Reyes-Calderon prepared audio-visual materials for the National Woman's Party and the British and American women's suffrage movements. The completed projects are A Meeting at the Cemetery, Roots of Suffrage,Alice Morgan Wright, Sculptor, Suffragist, a tribute to Mabel Vernon, Our Friend Alma Lutz, and information about other leaders of the movement. These includes slideshows with scripts and slides, which were narrated by Fern Ingersoll and Mabel Vernon and recorded on audio tapes with music. She created film strips about a wide range of topics, about a number of countries. The topics include economics, music, the arts, and culture. She worked on a documentary regarding the women's liberation movement in 1970.
Writer
She was one of the writers for the 1948 radio program, Know Your Neighbor. The other writers were Amelia Himes Walker and Vernon.
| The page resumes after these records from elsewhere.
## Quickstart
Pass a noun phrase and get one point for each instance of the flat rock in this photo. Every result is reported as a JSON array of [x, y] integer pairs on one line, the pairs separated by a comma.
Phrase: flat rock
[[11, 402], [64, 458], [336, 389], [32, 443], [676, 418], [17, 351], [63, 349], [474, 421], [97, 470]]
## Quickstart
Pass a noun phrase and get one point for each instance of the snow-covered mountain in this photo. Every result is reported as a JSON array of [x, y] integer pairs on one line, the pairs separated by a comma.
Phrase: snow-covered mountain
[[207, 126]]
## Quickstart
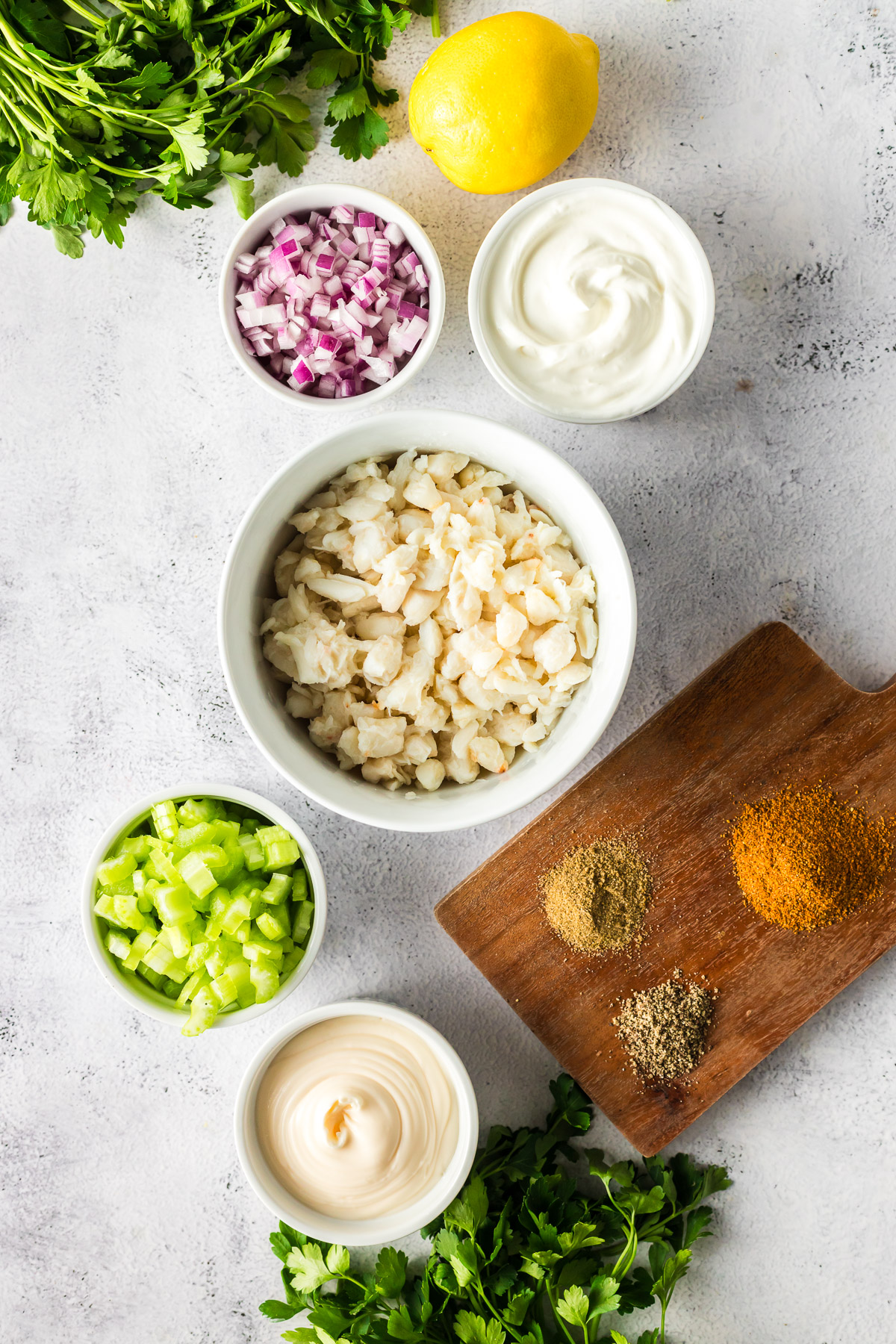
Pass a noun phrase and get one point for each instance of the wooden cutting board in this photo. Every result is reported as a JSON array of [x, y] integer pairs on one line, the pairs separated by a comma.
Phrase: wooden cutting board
[[768, 712]]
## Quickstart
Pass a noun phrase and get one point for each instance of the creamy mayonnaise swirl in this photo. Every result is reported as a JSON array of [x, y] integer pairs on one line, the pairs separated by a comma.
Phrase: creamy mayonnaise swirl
[[355, 1117], [594, 302]]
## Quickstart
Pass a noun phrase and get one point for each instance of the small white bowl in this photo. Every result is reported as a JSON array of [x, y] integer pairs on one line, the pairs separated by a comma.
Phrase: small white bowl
[[480, 279], [324, 196], [367, 1231], [143, 996], [247, 579]]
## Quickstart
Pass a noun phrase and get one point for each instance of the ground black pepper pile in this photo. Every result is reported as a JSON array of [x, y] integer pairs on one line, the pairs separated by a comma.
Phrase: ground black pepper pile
[[664, 1028]]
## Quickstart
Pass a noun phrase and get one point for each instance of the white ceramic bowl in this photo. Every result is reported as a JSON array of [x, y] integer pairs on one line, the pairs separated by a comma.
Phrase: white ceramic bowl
[[247, 579], [480, 281], [324, 196], [367, 1231], [143, 996]]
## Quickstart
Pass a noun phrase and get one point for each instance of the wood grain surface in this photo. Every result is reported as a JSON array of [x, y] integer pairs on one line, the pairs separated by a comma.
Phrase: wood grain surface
[[768, 712]]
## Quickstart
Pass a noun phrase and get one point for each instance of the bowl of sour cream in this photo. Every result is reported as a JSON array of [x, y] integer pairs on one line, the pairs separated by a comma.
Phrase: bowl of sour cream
[[356, 1122], [591, 302]]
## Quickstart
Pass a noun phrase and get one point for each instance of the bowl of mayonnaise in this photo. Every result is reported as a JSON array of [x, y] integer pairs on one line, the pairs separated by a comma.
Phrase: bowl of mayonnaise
[[356, 1124], [591, 302]]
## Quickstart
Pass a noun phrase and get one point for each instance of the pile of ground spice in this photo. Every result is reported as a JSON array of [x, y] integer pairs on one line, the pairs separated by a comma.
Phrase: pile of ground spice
[[597, 894], [664, 1028], [805, 859]]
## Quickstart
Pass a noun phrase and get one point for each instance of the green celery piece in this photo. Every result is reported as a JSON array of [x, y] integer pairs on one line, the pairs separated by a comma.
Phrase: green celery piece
[[217, 961], [173, 903], [253, 853], [223, 988], [274, 922], [265, 980], [180, 941], [105, 907], [164, 867], [141, 945], [151, 976], [196, 875], [128, 913], [159, 959], [277, 889], [238, 910], [198, 953], [164, 816], [137, 846], [193, 986], [200, 809], [116, 868], [205, 833], [117, 944], [265, 948], [202, 1012], [280, 847], [302, 921], [290, 961]]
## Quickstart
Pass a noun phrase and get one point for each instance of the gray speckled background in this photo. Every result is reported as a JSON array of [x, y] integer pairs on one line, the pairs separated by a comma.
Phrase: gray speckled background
[[765, 488]]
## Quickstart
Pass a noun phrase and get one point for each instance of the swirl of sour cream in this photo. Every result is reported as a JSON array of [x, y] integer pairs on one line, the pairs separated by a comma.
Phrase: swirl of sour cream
[[356, 1117], [594, 300]]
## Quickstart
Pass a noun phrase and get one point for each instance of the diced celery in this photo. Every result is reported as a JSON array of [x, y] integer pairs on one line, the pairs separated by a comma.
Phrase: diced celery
[[199, 809], [265, 980], [205, 833], [128, 913], [159, 959], [164, 816], [196, 874], [238, 910], [258, 947], [141, 945], [274, 922], [190, 987], [280, 847], [198, 953], [180, 941], [223, 988], [217, 961], [302, 921], [166, 871], [151, 976], [277, 889], [105, 907], [139, 846], [290, 961], [116, 868], [202, 1012], [117, 944], [173, 903], [253, 853]]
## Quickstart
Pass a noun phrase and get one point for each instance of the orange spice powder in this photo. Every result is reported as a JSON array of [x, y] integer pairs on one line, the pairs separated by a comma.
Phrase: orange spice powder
[[805, 859]]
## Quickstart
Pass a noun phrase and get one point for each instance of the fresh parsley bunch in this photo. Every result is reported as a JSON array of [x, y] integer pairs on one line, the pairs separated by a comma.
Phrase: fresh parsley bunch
[[523, 1256], [102, 102]]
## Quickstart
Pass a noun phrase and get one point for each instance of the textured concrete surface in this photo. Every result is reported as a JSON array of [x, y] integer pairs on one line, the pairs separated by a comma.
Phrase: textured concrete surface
[[765, 488]]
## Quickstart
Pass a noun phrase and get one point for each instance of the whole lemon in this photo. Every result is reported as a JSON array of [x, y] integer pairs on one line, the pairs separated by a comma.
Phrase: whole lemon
[[503, 102]]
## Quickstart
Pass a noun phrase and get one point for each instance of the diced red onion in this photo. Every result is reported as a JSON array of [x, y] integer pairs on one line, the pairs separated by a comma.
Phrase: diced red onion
[[332, 305]]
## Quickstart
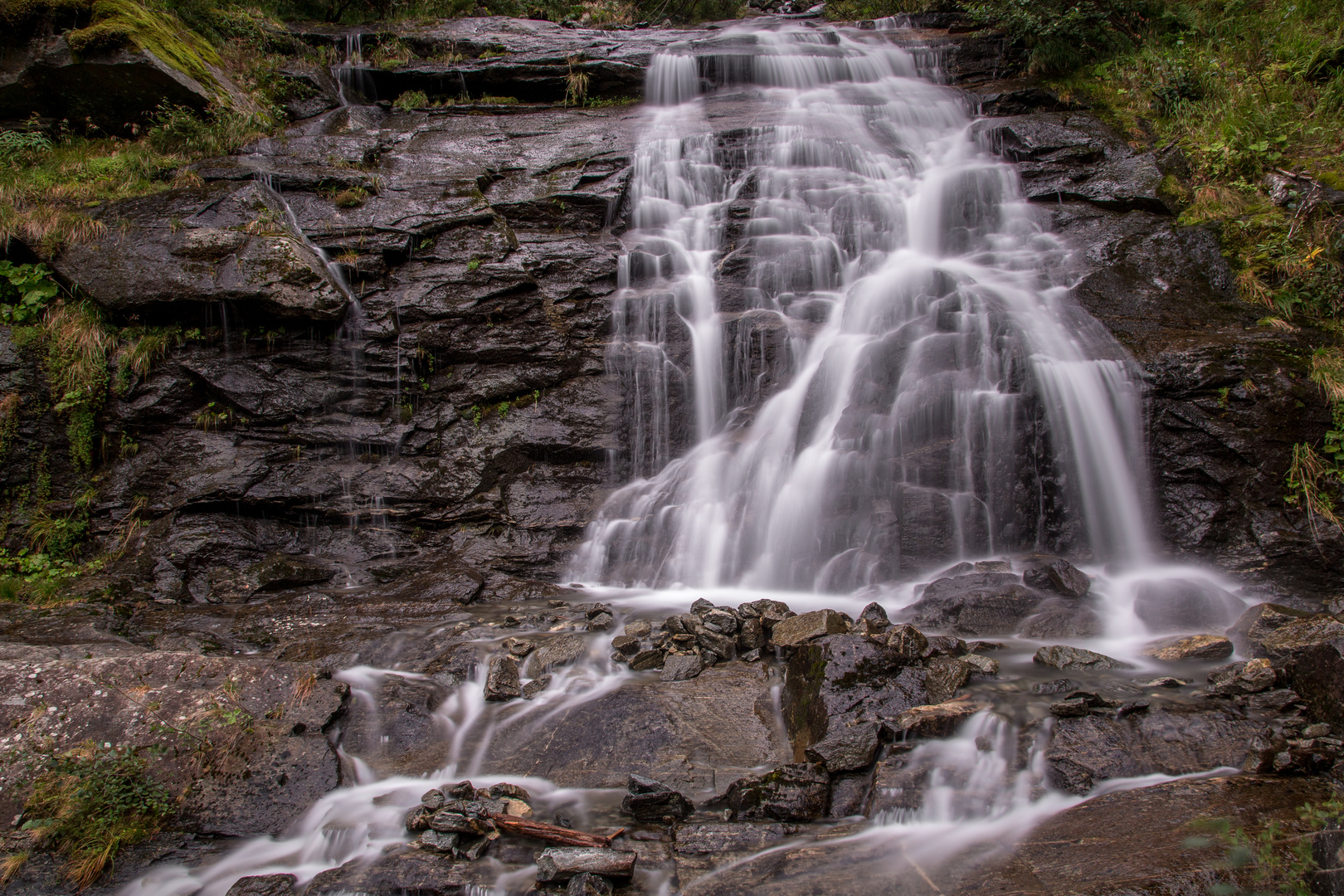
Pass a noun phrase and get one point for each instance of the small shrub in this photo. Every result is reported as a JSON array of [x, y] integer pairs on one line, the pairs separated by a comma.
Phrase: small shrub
[[91, 802], [411, 100], [100, 38], [24, 290]]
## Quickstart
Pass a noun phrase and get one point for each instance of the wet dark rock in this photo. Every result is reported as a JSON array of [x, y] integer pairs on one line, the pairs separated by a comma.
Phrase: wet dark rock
[[535, 687], [721, 837], [1172, 739], [1054, 685], [587, 884], [1199, 646], [563, 863], [1319, 677], [645, 660], [938, 720], [977, 603], [1183, 605], [557, 652], [1064, 657], [650, 800], [845, 747], [843, 677], [944, 676], [1248, 677], [906, 642], [796, 631], [405, 871], [264, 885], [1062, 618], [791, 793], [682, 666], [502, 681], [875, 616], [1060, 577]]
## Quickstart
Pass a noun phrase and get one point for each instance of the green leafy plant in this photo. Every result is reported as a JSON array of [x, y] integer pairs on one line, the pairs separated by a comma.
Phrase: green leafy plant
[[91, 802], [24, 290]]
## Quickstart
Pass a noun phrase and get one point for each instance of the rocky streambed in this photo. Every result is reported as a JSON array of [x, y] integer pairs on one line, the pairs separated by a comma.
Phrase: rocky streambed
[[350, 590]]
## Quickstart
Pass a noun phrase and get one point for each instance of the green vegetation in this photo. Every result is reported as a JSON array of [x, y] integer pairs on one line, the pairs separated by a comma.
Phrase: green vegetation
[[1273, 860], [24, 290], [91, 802]]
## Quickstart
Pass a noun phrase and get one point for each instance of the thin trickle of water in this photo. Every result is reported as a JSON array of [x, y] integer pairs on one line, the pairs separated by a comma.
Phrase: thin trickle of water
[[893, 377]]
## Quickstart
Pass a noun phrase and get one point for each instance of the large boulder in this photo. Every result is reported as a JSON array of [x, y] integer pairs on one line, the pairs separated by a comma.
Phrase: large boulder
[[1171, 739], [980, 603]]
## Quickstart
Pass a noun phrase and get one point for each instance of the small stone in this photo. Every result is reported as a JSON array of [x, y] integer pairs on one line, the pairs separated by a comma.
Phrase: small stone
[[626, 644], [937, 720], [502, 681], [789, 633], [1071, 709], [752, 635], [845, 746], [1166, 681], [908, 642], [875, 616], [1064, 657], [715, 644], [1059, 577], [1199, 646], [535, 687], [516, 807], [418, 818], [645, 660], [440, 843], [589, 884], [680, 666], [1131, 707], [563, 863], [513, 791], [981, 665]]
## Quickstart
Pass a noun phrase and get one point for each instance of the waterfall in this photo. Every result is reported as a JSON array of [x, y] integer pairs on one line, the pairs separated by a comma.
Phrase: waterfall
[[845, 342]]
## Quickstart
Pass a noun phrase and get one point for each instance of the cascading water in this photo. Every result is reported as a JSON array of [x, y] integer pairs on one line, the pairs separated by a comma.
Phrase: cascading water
[[850, 356], [890, 373]]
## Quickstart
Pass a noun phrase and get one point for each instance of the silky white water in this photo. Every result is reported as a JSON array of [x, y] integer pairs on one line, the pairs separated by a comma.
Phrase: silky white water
[[933, 392], [850, 358]]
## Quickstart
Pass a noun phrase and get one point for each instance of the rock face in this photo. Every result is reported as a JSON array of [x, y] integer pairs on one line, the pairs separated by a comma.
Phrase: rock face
[[1172, 739]]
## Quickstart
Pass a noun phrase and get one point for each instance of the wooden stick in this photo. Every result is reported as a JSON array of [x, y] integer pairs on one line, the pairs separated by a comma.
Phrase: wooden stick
[[550, 833]]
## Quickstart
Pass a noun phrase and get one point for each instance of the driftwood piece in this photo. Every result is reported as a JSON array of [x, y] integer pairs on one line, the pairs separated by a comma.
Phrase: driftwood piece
[[550, 833]]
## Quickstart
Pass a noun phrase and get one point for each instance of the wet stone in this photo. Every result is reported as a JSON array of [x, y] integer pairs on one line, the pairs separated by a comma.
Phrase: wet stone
[[723, 837], [1199, 646], [557, 652], [589, 884], [647, 660], [1060, 577], [789, 633], [502, 681], [1064, 657], [797, 791], [845, 746], [682, 666], [535, 687], [563, 863]]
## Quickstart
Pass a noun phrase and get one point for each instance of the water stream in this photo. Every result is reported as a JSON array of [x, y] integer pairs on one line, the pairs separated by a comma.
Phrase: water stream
[[850, 359]]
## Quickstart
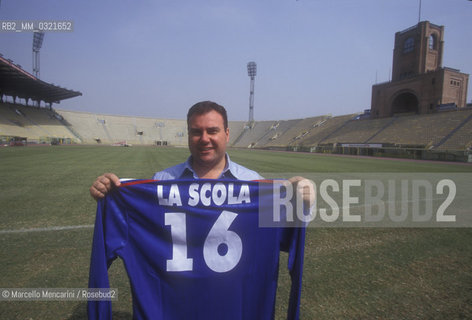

She wrote Letras y Encajes; Revista Femenina al Servicio de la Cultura in 1954. In 1980, Reyes-Calderon wrote Aída Doninelli : prima donna siempre, artista de Guatemala. Nine years later, she wrote Carolina de Jesús Dent Alvarado, un alma amiga de Dios about the Costa Rican woman Carolina de Jesús Dent Alvarado, who opened the Librería del Sagrado Corazón, together with Don Eladio Prado S. She contributed to Speaker for Suffrage and Petitioner for Peace, a memoir by Vernon. Other contributors were Hazel Hunkins-Hallinan, Fern S. Ingersoll, and Rebecca Hourwich Reyher.
Personal life
Reyes-Calderon was also a music lover and took singing lessons. She was a long-life friend of Madame Aída Doninelli, a soprano from Guatemala. Reyes-Calderon and Vernon shared a Washington apartment from 1951 until Vernon’s death in 1975. They used to spend time in the summer at Highmeadow, biographer Alma Lutz and Marguerite Smith's country home in Berlin, New York, who were good friends from the National Woman's Party. She became a United States citizen by 1970. When Vernon died in 1975, Reyes-Calderon was noted for her devotion to her companion. According to archive records, she corresponded with Rebecca Hourwich Reyher into 1986. Records about her contributions are among the Peoples Mandate Committee Records, 1935-1975 archives in the Swarthmore College Peace Collection. Several documents are also held at Georgetown University and in the Amelia Roberts Fry Collection of the Alice Paul Institute in Mount Laurel, New Jersey.